Vier junge neue Gesichter

 LINDAU – Vor allem der politische Nachwuchs erfreute die Lindauer Sozialdemokraten bei ihrem Neujahrsempfang am Donnerstag im Marmorsaal.

Vier junge Männer seien gerade in die SPD eingetreten, freute sich Ortsvorsitzender Erich Grötsch-Stöhr. Alle sind noch nicht 18 Jahre alt. „Wir hoffen natürlich, dass das mal der Kern einer schlagkräftigen Jusogruppe wird“, sagte Grötsch-Stöhr unter dem Applaus der fast 50 Genossen und Gäste. „Sowas hat es schon lange nicht gegeben“, stimmte Hermann Dorfmüller in den Jubel ein. Der Sprecher der Stadtratsfraktion freute sich darüber, dass in den letzten Monaten so viele neue Gesichter zur Lindauer SPD gefunden hätten.

„Im letzten Jahr war es ziemlich kalt in der Welt“, blickte Landrats-Kandidat Eduard Leifert zurück. Nicht nur die Terroranschläge ließen schaudern, auch ein Blick beispielsweise auf das bitterarme Afrika mache wenig Hoffnung. Auch in Deutschland sieht Leifert die Kluft zwischen Reich und Arm größer werden. Vorstände großer Unternehmen genehmigten sich gewaltige Gehaltssteigerungen, während sie reihenweise Mitarbeiter in die Arbeitslosigkeit entlassen.

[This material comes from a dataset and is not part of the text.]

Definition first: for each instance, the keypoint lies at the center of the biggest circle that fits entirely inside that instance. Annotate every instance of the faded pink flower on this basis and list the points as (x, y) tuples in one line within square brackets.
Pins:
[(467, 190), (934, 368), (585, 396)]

Doch Leifert appellierte an die Genossen, nicht ins allgemeine Jammern einzustimmen. Es sei eine deutsche Eigenschaft, sich auf hohem Niveau das Leben mies zu machen, meinte der 59-Jährige. Natürlich fehle in Bund, Land, Landkreis und vielen Gemeinden das Geld. Doch das sei kein Anlass, den Kopf hängen zu lassen. Vielmehr seien durchgreifende Entscheidungen gefragt. „Ich habe nicht vor, mich in die pessimistische Ecke drängen zu lassen, gerade nicht in unserem Land.“

Mit vier jungen Genossen durften die Lindauer Sozialdemokraten beim Neujahrsempfang anstoßen. Unser Bild zeigt (von links): Hermann Dorfmüller, Helmut Neudert, Eduard Leifert, Sabine Erber, Winfried Hamann sowie (vorne) Andreas Jochum (17) und Kilian Riedel (17) und Sebastian Trettel (16) und Moritz Löhr (16).